Originally published by The Hill May 21, 2018.
If we want to give the neediest in our society a path to self-sufficiency, we must give them a path to employment. Yet, a bill before the California legislature — which would have done just that — died in committee on a party-line vote. That’s a shame. Political partisanship should not trump economic opportunity.
The biggest obstacle to entrepreneurship in California and many other states is occupational licensing laws. Though licensure was once limited to professionals such as doctors and lawyers, nowadays one must pay onerous fees and undertake years of experience to get a license to shampoo hair, upholster furniture, trim trees, apply make-up, or even auction items.
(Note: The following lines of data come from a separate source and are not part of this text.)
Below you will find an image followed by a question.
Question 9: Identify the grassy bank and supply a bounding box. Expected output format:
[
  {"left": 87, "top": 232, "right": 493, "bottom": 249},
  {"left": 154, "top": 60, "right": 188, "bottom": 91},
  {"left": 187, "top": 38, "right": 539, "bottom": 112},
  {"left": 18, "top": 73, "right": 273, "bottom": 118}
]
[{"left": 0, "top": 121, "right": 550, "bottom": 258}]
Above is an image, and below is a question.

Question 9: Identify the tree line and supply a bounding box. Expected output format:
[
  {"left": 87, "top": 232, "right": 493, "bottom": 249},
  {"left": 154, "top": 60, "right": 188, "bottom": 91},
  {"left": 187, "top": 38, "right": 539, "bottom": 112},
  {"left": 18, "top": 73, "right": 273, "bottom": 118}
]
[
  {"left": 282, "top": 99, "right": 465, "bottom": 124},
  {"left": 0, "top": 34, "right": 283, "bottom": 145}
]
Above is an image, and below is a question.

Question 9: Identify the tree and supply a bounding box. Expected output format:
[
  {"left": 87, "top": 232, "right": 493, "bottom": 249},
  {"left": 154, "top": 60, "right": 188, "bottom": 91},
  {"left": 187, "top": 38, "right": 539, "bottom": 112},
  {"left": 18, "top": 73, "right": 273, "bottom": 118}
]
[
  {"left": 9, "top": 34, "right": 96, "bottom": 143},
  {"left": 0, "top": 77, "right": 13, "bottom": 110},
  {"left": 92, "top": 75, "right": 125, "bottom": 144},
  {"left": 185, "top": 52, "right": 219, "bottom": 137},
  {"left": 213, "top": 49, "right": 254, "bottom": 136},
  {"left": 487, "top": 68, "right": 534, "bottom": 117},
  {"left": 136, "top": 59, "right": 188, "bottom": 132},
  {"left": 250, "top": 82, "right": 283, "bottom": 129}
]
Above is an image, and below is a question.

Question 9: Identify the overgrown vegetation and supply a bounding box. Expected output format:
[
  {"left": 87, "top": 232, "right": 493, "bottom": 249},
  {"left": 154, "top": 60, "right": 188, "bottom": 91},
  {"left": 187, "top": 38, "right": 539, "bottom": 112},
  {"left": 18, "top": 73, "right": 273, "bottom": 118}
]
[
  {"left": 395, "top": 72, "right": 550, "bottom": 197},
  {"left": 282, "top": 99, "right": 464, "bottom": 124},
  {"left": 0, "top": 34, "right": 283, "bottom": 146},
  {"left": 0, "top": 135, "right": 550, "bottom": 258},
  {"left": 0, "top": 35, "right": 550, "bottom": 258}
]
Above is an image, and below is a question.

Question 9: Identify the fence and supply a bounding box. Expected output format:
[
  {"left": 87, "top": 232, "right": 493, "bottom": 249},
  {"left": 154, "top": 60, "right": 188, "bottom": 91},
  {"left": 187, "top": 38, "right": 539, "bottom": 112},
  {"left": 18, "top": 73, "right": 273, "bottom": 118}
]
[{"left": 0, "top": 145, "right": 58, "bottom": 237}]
Not surprisingly, California is one of the most broadly and onerously licensed states. On average, it takes $486 and 827 days of training, as well as passing two exams, just to enter a low–income occupation. It takes 1,500 hours of training and passage of two exams to get a license to simply wash someone’s hair for money.
These epic requirements cannot be justified in the name of “public safety.” There’s no argument that shampooing hair requires 10 times the amount of training necessary to become an EMT (which takes just 160 hours). Instead, studies show that licensure is largely explained by politics: entrenched businesses lobby for barriers to entry that keep out fair competition. A good example hails from neighboring Arizona. When the legislature recently sought to exempt blow dryers from the cosmetologist licensing statute, the licensed cosmetologists came out in droves. They not only sounded alarms about the supposed dangers of unlicensed blow dries, they transparently complained that unlicensed people were going to take their jobs.
Overly broad and burdensome licensing laws raise serious constitutional problems. Some people, therefore, turn to the courts to get silly requirements struck down. But they often fare no better there. Under a judicial doctrine known as the “rational basis test,” courts will uphold a law unless a plaintiff can rebut any conceivable rationale for it. That’s a nearly impossible feat.
Recently, a federal court upheld Missouri’s requirement that “African-style hair braiders” undergo more than a thousand hours of training, costing tens of thousands of dollars, to get a license before braiding hair — despite the fact that less than 10 percent of the training actually pertained to hair-braiding. The court ruled that the law was a “rational” exercise of state power — demonstrating how difficult it is to prove that a licensing law is irrational.
AB 2409 promised to change all that. Following bipartisan legislative efforts in Wisconsin, Nebraska, Arizona, Michigan and Tennessee, the bill sought to reduce licensing burdens while maintaining the state’s legitimate interest in protecting the public.
Introduced by Assemblyman Kevin Kiley, AB 2409 created a petition process whereby people could ask a board to rescind abusive licensing rules. If the board did not act, it would’ve allowed the petitioner to challenge the rule in state court, and placed the burden on the agency to prove that its law is related to public safety instead of cronyism. The idea was to discourage litigation by giving licensing bodies an incentive to seriously consider regulations during the petition process.
The bill also would have corrected licensing abuses which hit the neediest segments of society: it prohibited boards from denying a license to someone merely because they have unpaid taxes or student loans, and it prohibited boards from automatically disqualifying someone from licensure based only on their criminal record.
Yet the bill died. Why? Opponents claimed it threatened public safety. Tree trimming, they said, is a dangerous occupation. Giving people a meaningful opportunity to challenge licensing requirements will lead to the elimination of all sorts of important safety regulations — such as licensure of tree trimmers.
If tree trimming is dangerous enough to warrant four years of training, $500 in fees and passage of two exams, surely the state can prove it in court. And if not, there are other ways to protect the public short of licensure, including certification, registration and bonding. Only six other states license the practice, which means that 44 states have found other ways to protect the public. Yet based on fear-mongering arguments, the bill was voted down — with opponents maintaining their supposed health and safety objections.
AB 2409 did not seek to subvert public safety to other objectives, it sought to elevate public safety over protectionism. This is a bipartisan issue, endorsed by both the Obama White House and Trump’s Federal Trade Commission alike. Bills such as 2409 should not go down in a party-line vote. When they do, Californians who want to earn an honest living suffer.
Anastasia Boden is an attorney with the Pacific Legal Foundation, which litigates nationwide to achieve court victories enforcing the Constitution’s guarantee of individual liberty.